言語習得の難しさはその言語が母語とどれだけ似ているかによって大部分が決まります。極端な例を言えば、東京出身の日本語母語話者と英語母語話者が同時に大阪弁を学習し始めたとしたら、日本語母語話者が圧倒的に早く大阪弁を習得することは言うまでもないでしょう。反対に第二言語として英語を勉強する際は、インド・ヨーロッパ語系言語を母語とする人にアドバンテージがあります。

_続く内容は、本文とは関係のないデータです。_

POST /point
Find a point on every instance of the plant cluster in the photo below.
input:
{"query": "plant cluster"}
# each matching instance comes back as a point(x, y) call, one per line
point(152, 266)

このことにより絶望する必要はなく、英語学習でつまずいた際に母語と全く異なる言語を学習しているのだから仕方がないと気持ちを切り替えることが重要だと思います。韓国語などの日本語に近い言語を勉強してみて外国語が話せるという感覚を知るのもいいかもしれません。

また、母語が第二言語習得に影響を与えるのはもちろんですが、既に第二言語を習得している人が第三言語を学ぶ場合は、第二言語も第三言語の習得に影響を及ぼします。英語の知識があれば、フランス語やスペイン語を学ぶのがスムーズになります。言語はたくさん学べば学ぶほど簡単になると言われているのはこのためです。これこそが多言語学習の面白さでありアドバンテージであると思います。

臨界期仮説について知る

「臨界期仮説」とは、一定の年齢を過ぎると外国語の習得が不可能になるという仮説です。現段階では仮説となっていますが、大人になってからネイティブのようになるのはほぼ不可能であるというのは、外国語学習に取り組んだことのある人なら誰でも実感しているのではないでしょうか。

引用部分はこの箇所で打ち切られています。